# Data Mining Principles TA Session 2 (January 22, 2021)

## Agenda

Unsupervised Learning

K-Means

DBSCAN

Distances

## What Is Unsupervised Learning?

**Unsupervised learning** - identifying groups in a data set, when data do not have labels

Unsupervised learning is often performed as part of an EDA

In unsupervised learning, the dataset is a collection of unlabeled examples

*x* is a feature vector

**Goal:**create a model model that**takes a feature vector**\(x\) as input and either**transforms it into another vector or into a value**that can be used to solve a practical problem

## Key Types of Unsupervised Learning

The groups may be defined by the rows (i.e.,

*clustering*) or the columns (i.e.,*dimension reduction*)**Clustering**- segment observations into similar groups based on the observed variables**Dimension reduction**- reducing the number of variables in the dataset

## Examples of Unsupervised Learning

Divide consumers into different homogeneous groups

Identify groups of online shoppers with similar browsing and purchase histories

Identify products that have similar purchasing behavior so that managers can manage them as product groups

## Identifying Patterns

## Unsupervised Learning Techniques

**Clustering**(K-Means, DBSCAN)**Anomaly detection and novelty detection**(One-class SVM, Isolation Forest)**Visualization and dimensionality reduction**(PCA, Kernel PCA, t-SNE)**Association rule learning**(Apriori, Eclat)

## K-Means

A simple and common algorithm capable of clustering data very quickly and efficiently

Proposed by Stuart Lloyd in 1957; it was only published outside of the company in 1982

Have to specify the number of clusters k that the algorithm must find

Each cluster is represented by its center (i.e, centroid) which corresponds to the mean of the observation values assigned to the cluster

Basic idea - constructing clusters so that the total within-cluster variation is minimized

## Data

## Ideal Result

## K-Means Steps

Indicate the number of clusters (𝑘) that will be generated

Randomly select 𝑘 observations from the data set to serve as the initial centers for the clusters

Assign to its closest centroid, where closest is defined using the distance between the object and the cluster mean

Compute the new center (i.e., mean value) of each cluster

Check again to see if point might be closer to a different cluster

Reassigned again using the updated cluster means

Update steps until the cluster assignments stop changing

## Approach

## Potential Problem

Although the algorithm is guaranteed to converge, it may not converge to the right solution (i.e., it may converge to a local optimum)

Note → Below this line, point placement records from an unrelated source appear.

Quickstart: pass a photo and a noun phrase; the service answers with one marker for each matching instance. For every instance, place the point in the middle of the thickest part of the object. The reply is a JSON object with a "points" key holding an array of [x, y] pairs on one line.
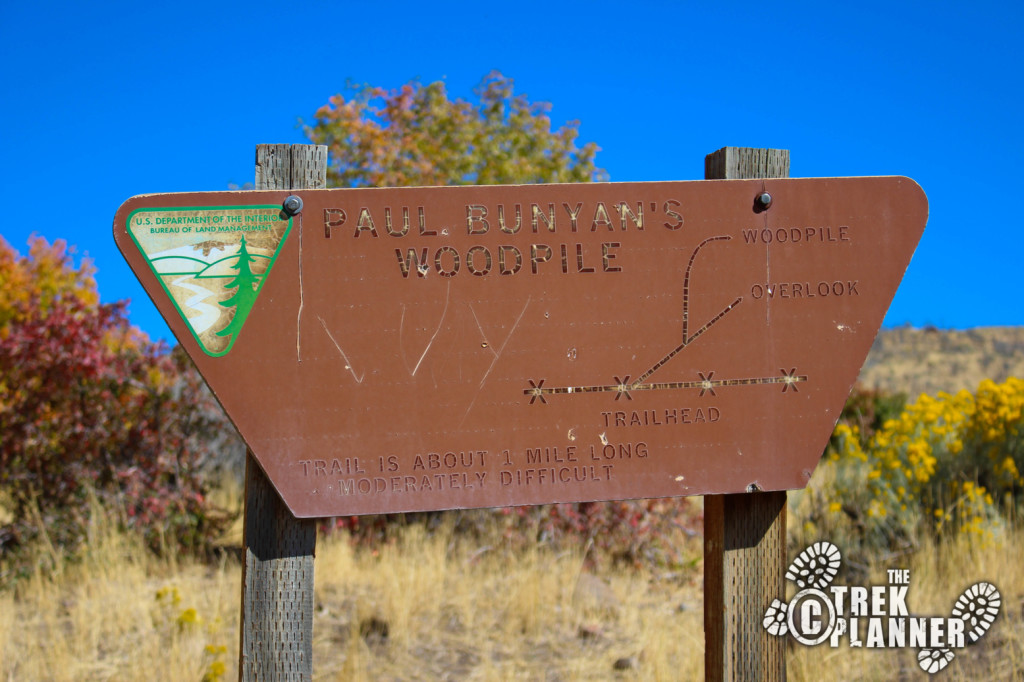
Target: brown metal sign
{"points": [[403, 349]]}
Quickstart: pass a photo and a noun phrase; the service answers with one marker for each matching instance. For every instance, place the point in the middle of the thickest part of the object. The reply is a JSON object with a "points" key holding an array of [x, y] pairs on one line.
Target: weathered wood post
{"points": [[744, 534], [276, 626]]}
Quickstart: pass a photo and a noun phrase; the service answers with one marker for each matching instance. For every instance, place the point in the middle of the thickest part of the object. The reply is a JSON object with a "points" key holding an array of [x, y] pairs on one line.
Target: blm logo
{"points": [[212, 263]]}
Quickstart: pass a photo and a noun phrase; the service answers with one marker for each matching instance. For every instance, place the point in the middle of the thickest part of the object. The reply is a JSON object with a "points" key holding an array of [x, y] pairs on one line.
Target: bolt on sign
{"points": [[410, 349]]}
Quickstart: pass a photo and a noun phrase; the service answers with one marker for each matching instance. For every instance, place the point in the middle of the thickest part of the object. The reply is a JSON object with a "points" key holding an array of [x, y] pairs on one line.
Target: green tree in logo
{"points": [[248, 286]]}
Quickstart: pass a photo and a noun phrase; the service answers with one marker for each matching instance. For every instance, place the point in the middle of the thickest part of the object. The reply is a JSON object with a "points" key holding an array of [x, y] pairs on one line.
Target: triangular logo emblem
{"points": [[212, 262]]}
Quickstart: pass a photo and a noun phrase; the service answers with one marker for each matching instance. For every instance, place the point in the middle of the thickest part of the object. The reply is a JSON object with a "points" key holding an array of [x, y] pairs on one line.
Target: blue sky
{"points": [[107, 100]]}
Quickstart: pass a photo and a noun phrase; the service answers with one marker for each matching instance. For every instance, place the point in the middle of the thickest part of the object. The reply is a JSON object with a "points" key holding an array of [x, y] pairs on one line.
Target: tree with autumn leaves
{"points": [[92, 411], [417, 136]]}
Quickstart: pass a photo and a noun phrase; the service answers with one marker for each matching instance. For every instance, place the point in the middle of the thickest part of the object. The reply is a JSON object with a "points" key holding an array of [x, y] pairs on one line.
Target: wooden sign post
{"points": [[404, 349], [744, 534], [276, 627]]}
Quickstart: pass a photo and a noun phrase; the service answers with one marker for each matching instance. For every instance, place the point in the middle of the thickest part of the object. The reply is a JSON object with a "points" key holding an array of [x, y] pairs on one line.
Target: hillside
{"points": [[927, 360]]}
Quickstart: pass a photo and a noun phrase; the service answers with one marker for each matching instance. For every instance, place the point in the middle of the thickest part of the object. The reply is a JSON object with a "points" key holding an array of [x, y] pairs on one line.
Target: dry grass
{"points": [[436, 607]]}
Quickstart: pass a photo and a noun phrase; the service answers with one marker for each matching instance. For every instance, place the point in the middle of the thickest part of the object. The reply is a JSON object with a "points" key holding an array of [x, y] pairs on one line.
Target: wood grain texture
{"points": [[744, 535], [276, 630]]}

Whether it does or not depends on the centroid initialization

## Important nuance

- Due to randomization of the initial 𝑘 observations, we can get slightly different results each time

## How to select the number of clusters?

We do not know it, because data is unlabeled

Goal: to ascertain what natural distinct groups exist in the data

A human-made decision

Larger values of 𝑘 can improve homogeneity of the clusters; however it risks overfitting

Popular methods (Elbow method, Inertia, Silhouette Score)

## Elbow method

Compute k-means clustering for different values of 𝑘

For each 𝑘, calculate the total within-cluster sum of squares (WSS) (the lower - the better)

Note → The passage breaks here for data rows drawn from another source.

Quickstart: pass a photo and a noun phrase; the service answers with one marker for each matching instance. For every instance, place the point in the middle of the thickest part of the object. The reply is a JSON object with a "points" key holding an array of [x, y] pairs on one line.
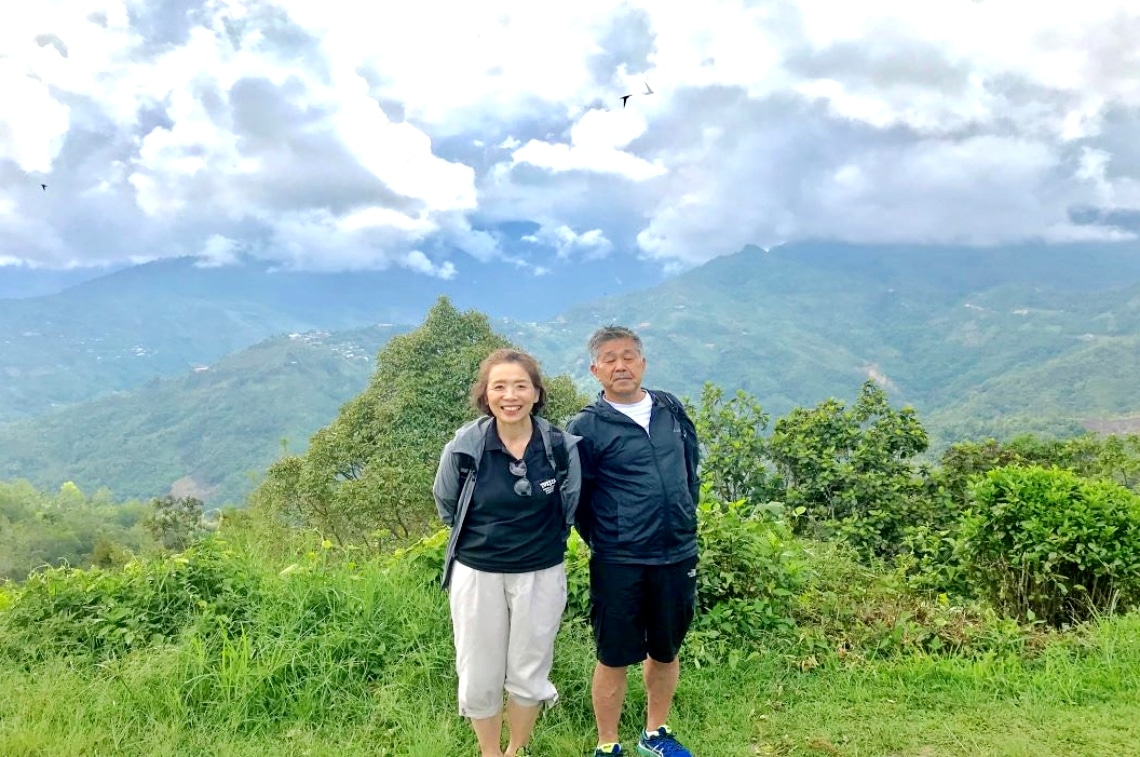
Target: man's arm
{"points": [[446, 487], [584, 515]]}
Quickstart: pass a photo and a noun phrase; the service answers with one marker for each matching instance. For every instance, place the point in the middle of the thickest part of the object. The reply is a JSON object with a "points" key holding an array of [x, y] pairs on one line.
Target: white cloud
{"points": [[595, 146], [218, 251], [567, 242], [323, 133]]}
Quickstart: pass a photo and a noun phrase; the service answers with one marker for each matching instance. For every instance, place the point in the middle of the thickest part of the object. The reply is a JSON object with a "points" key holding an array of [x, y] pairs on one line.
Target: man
{"points": [[637, 512]]}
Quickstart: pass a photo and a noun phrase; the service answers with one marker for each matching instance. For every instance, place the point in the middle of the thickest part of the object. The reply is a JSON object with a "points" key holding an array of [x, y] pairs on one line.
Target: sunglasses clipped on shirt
{"points": [[522, 486]]}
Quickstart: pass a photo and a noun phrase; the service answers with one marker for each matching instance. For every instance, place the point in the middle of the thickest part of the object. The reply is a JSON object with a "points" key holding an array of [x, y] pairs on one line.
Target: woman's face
{"points": [[510, 392]]}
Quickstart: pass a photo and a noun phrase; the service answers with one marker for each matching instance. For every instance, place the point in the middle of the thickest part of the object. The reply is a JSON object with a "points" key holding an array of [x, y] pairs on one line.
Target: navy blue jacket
{"points": [[637, 502]]}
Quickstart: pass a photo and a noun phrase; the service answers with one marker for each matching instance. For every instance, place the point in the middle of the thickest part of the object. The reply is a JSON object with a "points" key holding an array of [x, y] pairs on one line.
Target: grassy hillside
{"points": [[162, 318], [204, 433], [328, 654]]}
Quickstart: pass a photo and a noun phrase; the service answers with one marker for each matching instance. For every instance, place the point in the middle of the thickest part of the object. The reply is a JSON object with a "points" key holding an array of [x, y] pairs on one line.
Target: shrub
{"points": [[751, 568], [103, 613], [1050, 545], [852, 611]]}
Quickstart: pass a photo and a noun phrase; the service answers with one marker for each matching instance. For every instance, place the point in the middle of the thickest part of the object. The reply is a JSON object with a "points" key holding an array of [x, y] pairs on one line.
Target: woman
{"points": [[507, 486]]}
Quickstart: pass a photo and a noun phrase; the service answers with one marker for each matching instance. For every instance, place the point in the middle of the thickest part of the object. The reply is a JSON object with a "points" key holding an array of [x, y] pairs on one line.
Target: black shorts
{"points": [[641, 611]]}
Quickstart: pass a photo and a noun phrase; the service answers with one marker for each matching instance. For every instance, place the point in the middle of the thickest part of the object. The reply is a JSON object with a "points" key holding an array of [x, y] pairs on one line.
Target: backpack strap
{"points": [[561, 457], [466, 464]]}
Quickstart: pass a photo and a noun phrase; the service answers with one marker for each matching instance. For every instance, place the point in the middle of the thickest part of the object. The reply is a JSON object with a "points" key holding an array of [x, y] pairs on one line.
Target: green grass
{"points": [[341, 660]]}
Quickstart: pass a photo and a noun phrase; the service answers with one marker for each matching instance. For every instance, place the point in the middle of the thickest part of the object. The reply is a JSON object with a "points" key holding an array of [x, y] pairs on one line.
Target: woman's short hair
{"points": [[479, 389]]}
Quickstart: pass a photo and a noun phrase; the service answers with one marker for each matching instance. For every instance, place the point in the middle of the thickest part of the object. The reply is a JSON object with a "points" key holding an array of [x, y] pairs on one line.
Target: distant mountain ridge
{"points": [[116, 332], [979, 341]]}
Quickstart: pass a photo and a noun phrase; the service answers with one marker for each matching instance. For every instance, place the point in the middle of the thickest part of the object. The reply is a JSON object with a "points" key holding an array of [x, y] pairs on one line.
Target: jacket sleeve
{"points": [[584, 514], [446, 488]]}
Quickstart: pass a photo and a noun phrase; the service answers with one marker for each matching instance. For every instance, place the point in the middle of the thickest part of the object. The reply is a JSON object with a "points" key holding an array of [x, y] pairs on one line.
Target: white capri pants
{"points": [[504, 627]]}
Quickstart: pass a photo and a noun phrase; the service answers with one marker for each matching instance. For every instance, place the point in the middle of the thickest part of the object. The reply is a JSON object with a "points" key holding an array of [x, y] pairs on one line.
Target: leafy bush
{"points": [[848, 471], [1048, 544], [103, 613], [751, 569]]}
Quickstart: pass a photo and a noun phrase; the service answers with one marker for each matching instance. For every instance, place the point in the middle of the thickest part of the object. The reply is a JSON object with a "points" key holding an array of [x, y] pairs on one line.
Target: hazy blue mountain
{"points": [[162, 318], [203, 433], [978, 341]]}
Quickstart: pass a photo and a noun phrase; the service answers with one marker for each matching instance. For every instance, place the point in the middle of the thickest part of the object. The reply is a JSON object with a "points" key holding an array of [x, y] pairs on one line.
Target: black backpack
{"points": [[558, 446], [687, 434]]}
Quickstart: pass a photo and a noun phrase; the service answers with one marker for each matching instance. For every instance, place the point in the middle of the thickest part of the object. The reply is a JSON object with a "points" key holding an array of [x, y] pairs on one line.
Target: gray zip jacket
{"points": [[469, 440]]}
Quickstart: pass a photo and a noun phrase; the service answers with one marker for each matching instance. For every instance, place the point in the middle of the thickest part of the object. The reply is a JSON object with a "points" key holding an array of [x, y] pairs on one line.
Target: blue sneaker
{"points": [[661, 743]]}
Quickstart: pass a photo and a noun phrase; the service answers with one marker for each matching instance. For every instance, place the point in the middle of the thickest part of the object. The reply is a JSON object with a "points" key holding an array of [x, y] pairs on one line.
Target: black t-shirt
{"points": [[505, 532]]}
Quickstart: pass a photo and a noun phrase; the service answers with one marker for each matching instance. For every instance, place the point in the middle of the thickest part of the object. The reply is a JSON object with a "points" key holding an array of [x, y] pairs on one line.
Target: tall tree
{"points": [[368, 473]]}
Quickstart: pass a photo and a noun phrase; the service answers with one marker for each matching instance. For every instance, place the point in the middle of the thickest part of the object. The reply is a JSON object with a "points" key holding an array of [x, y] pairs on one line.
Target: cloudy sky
{"points": [[333, 135]]}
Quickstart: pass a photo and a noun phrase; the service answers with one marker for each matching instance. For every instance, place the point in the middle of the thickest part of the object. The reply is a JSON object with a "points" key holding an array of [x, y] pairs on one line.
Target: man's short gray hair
{"points": [[608, 334]]}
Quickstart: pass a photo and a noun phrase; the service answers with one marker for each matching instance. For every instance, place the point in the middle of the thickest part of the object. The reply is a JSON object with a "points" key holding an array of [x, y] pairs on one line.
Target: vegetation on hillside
{"points": [[962, 605]]}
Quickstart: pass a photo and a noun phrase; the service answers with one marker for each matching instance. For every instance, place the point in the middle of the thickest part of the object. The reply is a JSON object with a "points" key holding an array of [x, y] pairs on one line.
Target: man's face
{"points": [[619, 368]]}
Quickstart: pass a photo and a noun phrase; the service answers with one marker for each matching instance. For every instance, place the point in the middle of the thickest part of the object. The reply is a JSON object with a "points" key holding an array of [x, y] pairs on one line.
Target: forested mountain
{"points": [[979, 341]]}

Each observation is allocated to the closest cluster, and the distance between an observation and a cluster is calculated from the Euclidean distance between the observation and the cluster center. Each cluster center will then be updated as the mean for observations in each cluster

Plot the curve of WSS according to the number of clusters 𝑘

The location of a bend (elbow) in the plot is considered as an indicator of the appropriate number of clusters

## Elbow Example

## Inertia as a Metric

The mean squared distance between each instance and its closest centroid

**Run several models and keep the model with the lowest inertia?**Not that simple!The inertia is not a good performance metric when trying to choose k because

**it keeps getting lower as we increase k**The more clusters there are, the closer each instance will be to its closest centroid, and therefore the lower the inertia will be

## Inertia and Number of k

As you can see, the inertia drops very quickly as we increase k up to 4, but then it decreases much more slowly as we keep increasing k.

## Silhouette Score

A more precise approach (but also more computationally expensive)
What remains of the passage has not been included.